Jason Bourne wrote:Droopy
I actually find no fault with your argument about the ban in its origination and application to the first generation it applied to.
Well thanks. That's one gold star of Jason as, as of this point, he's now one of the only civil, reasonable posters in this thread.
But what can you say about it after it has been thousands of years from those originally cursed? Those born into the black African race were denied the priesthood period. And it was simply because of their blood line and in modern time not through any choice of their own. This seems to me to move it into the realm of race.
I think the fundamental answer, from a "TBM" perspective, would be that the original ban was in force for as long as the Lord determined that it should be in force, and that the reason for that aspect of it, is, as the Church has made clear, not known, nor can or will be known until further revelation is received on the matter.
I'm OK with that, as I'm OK with any number of other mysteries within the gospel that do not have definitive intellectual answers as of the present. My testimony of the gospel as a system, however - of the entire gospel and church as wholes - allows me to "endure to the end" on such matters while knowing that the answers, whatever it may be, will be an integral and coherent part of that entire system and be entirely consistent with the Lord's overall plan for all his children as he deal with each of them, and different goupings of them, in unique and specific ways.

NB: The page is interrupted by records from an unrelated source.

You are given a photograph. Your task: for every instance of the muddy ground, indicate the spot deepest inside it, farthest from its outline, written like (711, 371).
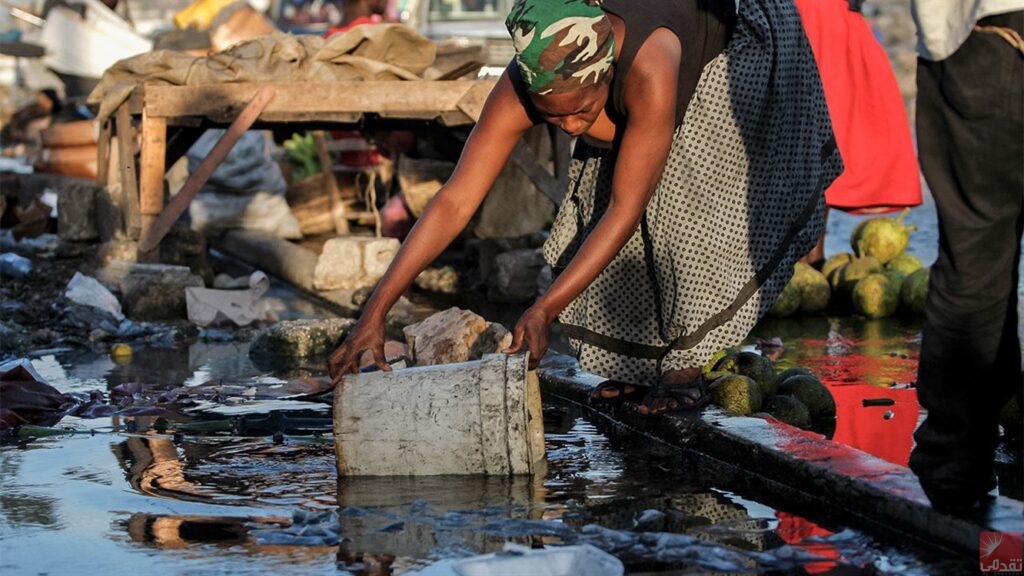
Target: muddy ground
(34, 313)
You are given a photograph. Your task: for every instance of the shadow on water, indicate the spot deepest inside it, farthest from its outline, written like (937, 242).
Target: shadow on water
(122, 494)
(210, 487)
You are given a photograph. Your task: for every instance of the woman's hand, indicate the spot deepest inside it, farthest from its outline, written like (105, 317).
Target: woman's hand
(366, 335)
(531, 330)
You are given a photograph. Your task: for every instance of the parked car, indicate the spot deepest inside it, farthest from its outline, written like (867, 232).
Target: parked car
(467, 27)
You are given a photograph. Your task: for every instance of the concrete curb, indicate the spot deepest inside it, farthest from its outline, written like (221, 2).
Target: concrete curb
(800, 467)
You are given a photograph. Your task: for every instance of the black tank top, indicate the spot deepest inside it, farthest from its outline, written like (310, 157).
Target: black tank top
(704, 28)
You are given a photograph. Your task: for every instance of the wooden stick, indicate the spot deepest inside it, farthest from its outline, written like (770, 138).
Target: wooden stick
(196, 180)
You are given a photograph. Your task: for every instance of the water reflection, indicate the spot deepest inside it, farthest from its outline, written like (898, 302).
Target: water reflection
(869, 366)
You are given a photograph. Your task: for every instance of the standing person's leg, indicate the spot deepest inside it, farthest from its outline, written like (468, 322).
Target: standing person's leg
(971, 146)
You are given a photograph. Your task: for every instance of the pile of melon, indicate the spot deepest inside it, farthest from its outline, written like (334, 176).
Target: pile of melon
(745, 383)
(878, 279)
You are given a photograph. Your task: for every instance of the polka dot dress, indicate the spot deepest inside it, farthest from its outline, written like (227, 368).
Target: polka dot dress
(739, 201)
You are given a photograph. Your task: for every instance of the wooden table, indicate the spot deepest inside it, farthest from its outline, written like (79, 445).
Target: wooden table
(169, 119)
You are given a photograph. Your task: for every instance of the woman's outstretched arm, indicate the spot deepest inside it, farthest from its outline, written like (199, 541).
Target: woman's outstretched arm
(503, 121)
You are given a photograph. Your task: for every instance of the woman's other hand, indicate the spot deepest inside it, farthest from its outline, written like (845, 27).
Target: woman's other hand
(366, 335)
(531, 331)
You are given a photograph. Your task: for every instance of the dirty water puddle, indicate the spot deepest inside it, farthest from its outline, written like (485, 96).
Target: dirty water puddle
(123, 494)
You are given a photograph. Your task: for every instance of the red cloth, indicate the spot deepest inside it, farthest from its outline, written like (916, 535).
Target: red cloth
(866, 110)
(372, 18)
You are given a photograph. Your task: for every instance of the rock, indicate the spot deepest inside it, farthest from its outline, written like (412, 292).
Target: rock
(455, 335)
(151, 292)
(350, 262)
(77, 218)
(300, 338)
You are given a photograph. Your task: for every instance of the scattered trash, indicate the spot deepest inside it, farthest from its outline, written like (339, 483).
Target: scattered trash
(13, 265)
(26, 397)
(564, 561)
(88, 291)
(207, 306)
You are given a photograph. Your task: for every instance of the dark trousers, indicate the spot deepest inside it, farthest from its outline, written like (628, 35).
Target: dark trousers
(971, 149)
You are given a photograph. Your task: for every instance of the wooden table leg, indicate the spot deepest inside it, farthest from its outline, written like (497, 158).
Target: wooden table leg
(103, 154)
(153, 167)
(129, 181)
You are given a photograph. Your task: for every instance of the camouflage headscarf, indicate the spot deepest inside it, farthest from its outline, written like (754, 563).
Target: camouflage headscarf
(560, 45)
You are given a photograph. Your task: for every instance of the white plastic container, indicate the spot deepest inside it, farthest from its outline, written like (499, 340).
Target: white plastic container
(478, 417)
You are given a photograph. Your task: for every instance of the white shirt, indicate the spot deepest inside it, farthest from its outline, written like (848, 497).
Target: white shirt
(944, 25)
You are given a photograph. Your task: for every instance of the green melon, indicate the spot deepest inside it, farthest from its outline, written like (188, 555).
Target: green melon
(735, 394)
(877, 295)
(882, 238)
(795, 371)
(813, 394)
(835, 262)
(753, 365)
(913, 291)
(788, 410)
(813, 287)
(904, 263)
(847, 277)
(787, 302)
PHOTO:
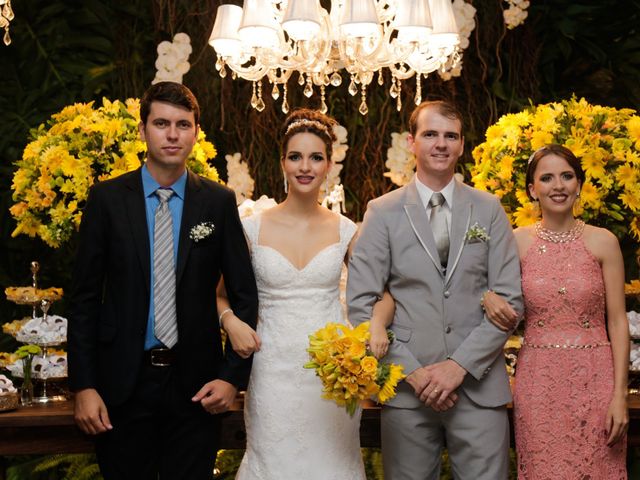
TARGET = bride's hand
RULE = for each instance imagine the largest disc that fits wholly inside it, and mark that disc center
(379, 341)
(244, 339)
(498, 311)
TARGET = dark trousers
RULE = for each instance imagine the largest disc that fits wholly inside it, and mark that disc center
(159, 433)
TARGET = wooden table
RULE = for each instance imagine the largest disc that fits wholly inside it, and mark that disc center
(47, 429)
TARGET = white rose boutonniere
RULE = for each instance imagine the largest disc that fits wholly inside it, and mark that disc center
(201, 231)
(476, 233)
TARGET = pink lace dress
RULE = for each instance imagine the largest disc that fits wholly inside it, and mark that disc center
(564, 375)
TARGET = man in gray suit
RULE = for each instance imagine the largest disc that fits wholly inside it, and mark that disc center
(438, 256)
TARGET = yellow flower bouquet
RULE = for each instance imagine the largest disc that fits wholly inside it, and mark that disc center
(81, 145)
(349, 372)
(605, 139)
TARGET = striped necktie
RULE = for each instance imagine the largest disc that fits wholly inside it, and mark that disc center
(164, 283)
(439, 227)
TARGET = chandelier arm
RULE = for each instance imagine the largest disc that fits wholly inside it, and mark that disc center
(253, 73)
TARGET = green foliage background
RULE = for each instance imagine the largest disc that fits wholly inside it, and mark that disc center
(66, 51)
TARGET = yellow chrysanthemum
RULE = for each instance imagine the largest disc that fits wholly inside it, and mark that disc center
(633, 129)
(348, 374)
(540, 138)
(631, 198)
(590, 196)
(635, 228)
(627, 176)
(81, 144)
(369, 364)
(593, 164)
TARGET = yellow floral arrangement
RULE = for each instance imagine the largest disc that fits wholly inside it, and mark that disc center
(349, 372)
(81, 145)
(605, 139)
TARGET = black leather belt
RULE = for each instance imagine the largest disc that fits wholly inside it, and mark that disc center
(160, 357)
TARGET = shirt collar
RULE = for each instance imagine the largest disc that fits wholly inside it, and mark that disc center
(425, 192)
(149, 184)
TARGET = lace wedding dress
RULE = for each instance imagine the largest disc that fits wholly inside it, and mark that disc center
(293, 433)
(564, 376)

So why is the ban not a race issue in modern times?
Because its meaning never actually changed in a doctrinal sense, from ancient times to the present, and the removal of the ban, according to settled church doctrine, was foreseen long before its removal. This would indicate to me then, as a "TBM," that the removal itself was a part of the ban as an entire doctrinal whole. As to precisely why any of this occurred in any detail, I have no more idea than does the Church, which they have already admitted.